Existing Debts and Future Obligations

If the existing business is in debt, which many businesses are, then you will need to consider this when valuating/preparing your offer. Numerous operating businesses borrow money with the purpose of covering points such as supplies, payroll, accounts payable, so on and so forth. Keep in mind that in some cases this can indicate that profit margins are too thin. Many organisations fall into a revolving door of taking loans as a way to pay back various other loans. Along with debts, there may also be future commitments to think about. There may be an outstanding lease on equipment or the structure where the business resides. The business might have existing contracts with suppliers that need to be satisfied or might lead to penalties if terminated early.

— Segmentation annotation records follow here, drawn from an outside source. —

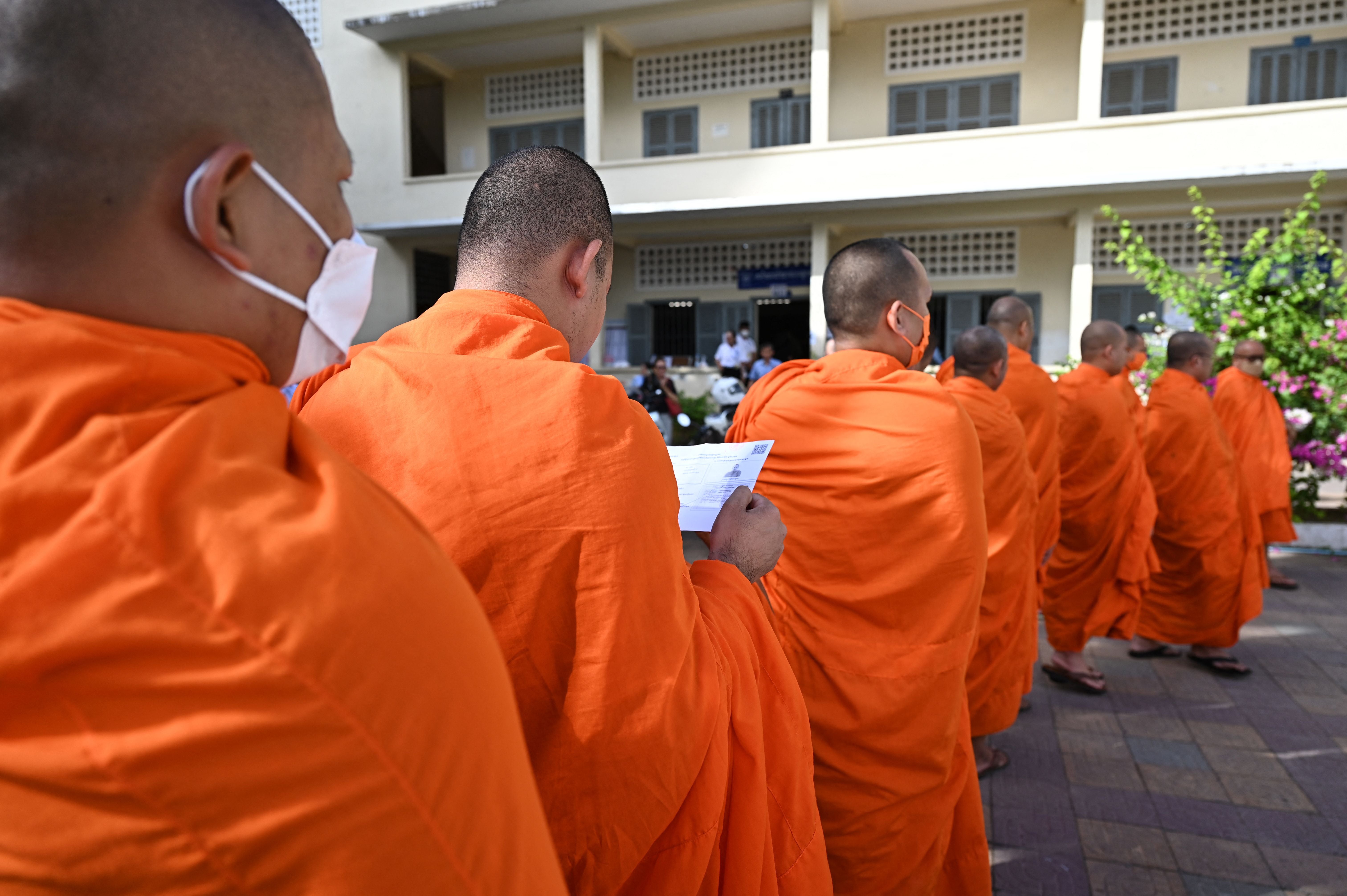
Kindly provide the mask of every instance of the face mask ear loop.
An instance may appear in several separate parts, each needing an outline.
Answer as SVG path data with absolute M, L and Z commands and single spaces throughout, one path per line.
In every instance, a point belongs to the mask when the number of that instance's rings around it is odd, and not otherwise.
M 326 245 L 329 249 L 333 248 L 333 241 L 331 237 L 327 236 L 327 232 L 323 230 L 321 226 L 318 226 L 318 221 L 314 221 L 314 216 L 308 214 L 308 209 L 302 206 L 295 197 L 290 195 L 290 190 L 280 186 L 280 181 L 271 177 L 271 172 L 267 171 L 267 168 L 261 167 L 259 162 L 253 162 L 253 174 L 261 178 L 261 182 L 269 186 L 272 193 L 279 195 L 282 201 L 286 205 L 288 205 L 295 214 L 303 218 L 304 224 L 307 224 L 308 228 L 318 234 L 318 238 L 323 241 L 323 245 Z
M 206 162 L 202 162 L 197 167 L 197 170 L 191 172 L 191 177 L 187 178 L 187 186 L 183 187 L 183 191 L 182 191 L 182 213 L 183 213 L 183 217 L 187 220 L 187 230 L 191 232 L 191 236 L 197 240 L 198 244 L 201 243 L 201 233 L 197 230 L 197 216 L 195 216 L 195 213 L 191 209 L 191 199 L 193 199 L 193 195 L 195 195 L 195 193 L 197 193 L 197 185 L 201 183 L 201 178 L 205 177 L 205 174 L 206 174 L 206 166 L 207 164 L 210 164 L 209 159 Z M 253 164 L 256 166 L 257 163 L 255 162 Z M 271 175 L 268 174 L 267 178 L 271 178 Z M 290 202 L 294 202 L 294 199 L 290 198 L 288 193 L 283 193 L 282 199 L 288 199 Z M 308 220 L 310 226 L 314 226 L 313 218 L 308 216 L 307 212 L 304 213 L 304 218 Z M 318 232 L 322 233 L 321 229 Z M 323 240 L 326 240 L 326 238 L 327 238 L 327 236 L 323 234 Z M 327 245 L 330 247 L 331 243 L 329 243 Z M 206 252 L 210 252 L 210 249 L 206 249 Z M 255 274 L 249 274 L 248 271 L 240 271 L 238 268 L 236 268 L 234 265 L 229 264 L 229 261 L 226 261 L 225 259 L 220 257 L 214 252 L 210 252 L 210 257 L 213 257 L 216 261 L 218 261 L 221 265 L 224 265 L 224 268 L 226 271 L 229 271 L 236 278 L 238 278 L 240 280 L 242 280 L 248 286 L 253 287 L 255 290 L 261 290 L 267 295 L 277 298 L 282 302 L 284 302 L 286 305 L 290 305 L 290 306 L 292 306 L 295 309 L 299 309 L 304 314 L 308 313 L 308 306 L 304 305 L 303 299 L 296 298 L 296 296 L 291 295 L 290 292 L 286 292 L 279 286 L 272 286 L 271 283 L 267 283 L 265 280 L 263 280 L 260 276 L 257 276 Z

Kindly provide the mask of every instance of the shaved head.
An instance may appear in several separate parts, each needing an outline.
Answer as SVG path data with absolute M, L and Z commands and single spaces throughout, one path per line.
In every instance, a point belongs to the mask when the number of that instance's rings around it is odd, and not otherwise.
M 889 237 L 861 240 L 834 255 L 823 272 L 828 329 L 866 335 L 894 299 L 915 306 L 925 283 L 919 264 L 905 245 Z
M 1033 309 L 1017 295 L 1002 295 L 991 303 L 987 326 L 1022 352 L 1033 348 Z
M 329 109 L 275 0 L 0 0 L 0 257 L 92 243 L 187 147 L 244 143 L 286 181 Z
M 954 340 L 954 375 L 982 380 L 993 389 L 1001 388 L 1006 376 L 1005 337 L 990 326 L 975 326 Z
M 458 236 L 459 269 L 490 271 L 501 290 L 525 295 L 539 267 L 572 243 L 599 240 L 602 275 L 613 247 L 607 191 L 585 159 L 562 147 L 527 147 L 477 179 Z

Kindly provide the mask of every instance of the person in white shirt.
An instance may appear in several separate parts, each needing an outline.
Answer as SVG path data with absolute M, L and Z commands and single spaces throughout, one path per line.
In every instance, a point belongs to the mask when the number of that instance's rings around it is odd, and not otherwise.
M 715 349 L 715 362 L 721 365 L 721 376 L 742 376 L 740 369 L 740 353 L 734 348 L 734 334 L 726 330 L 721 345 Z
M 749 322 L 740 322 L 740 334 L 734 338 L 734 350 L 740 356 L 740 369 L 749 372 L 749 365 L 757 360 L 757 345 L 749 331 Z

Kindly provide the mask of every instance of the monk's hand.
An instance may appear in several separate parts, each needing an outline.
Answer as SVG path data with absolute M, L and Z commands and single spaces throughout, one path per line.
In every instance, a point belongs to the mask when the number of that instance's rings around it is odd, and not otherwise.
M 772 501 L 741 485 L 721 507 L 707 547 L 710 559 L 737 566 L 756 582 L 781 558 L 785 523 Z

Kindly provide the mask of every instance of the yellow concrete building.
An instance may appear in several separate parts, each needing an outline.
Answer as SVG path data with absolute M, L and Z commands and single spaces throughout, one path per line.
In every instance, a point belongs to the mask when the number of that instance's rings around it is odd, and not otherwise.
M 990 299 L 1040 309 L 1040 362 L 1153 299 L 1102 245 L 1103 203 L 1196 263 L 1185 190 L 1276 226 L 1327 170 L 1347 201 L 1347 0 L 287 0 L 352 144 L 380 247 L 361 338 L 453 283 L 477 175 L 520 146 L 582 154 L 617 252 L 595 366 L 710 357 L 749 321 L 818 352 L 823 267 L 897 234 L 933 340 Z M 1162 310 L 1161 310 L 1162 311 Z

Understanding the Customer Base, Competition and Area Demographics

Just how do companies in the location bring in brand-new customers? Often times, companies have repeat clients, which develop the core of their everyday profits. Particular variables such as new competition sprouting up around the location, roadway building and construction, and employee turn over can affect repeat consumers and negatively impact future revenues. One important point to consider is the location of the business. Is it in an extremely trafficked shopping mall, or is it hidden from the highway? Obviously, the more individuals that see the business regularly, the greater the chance to develop a returning consumer base. A final thought is the basic area demographics. Is the business situated in a largely populated city, or is it situated on the outside border of town? Just how might the local median house earnings effect future revenue prospects?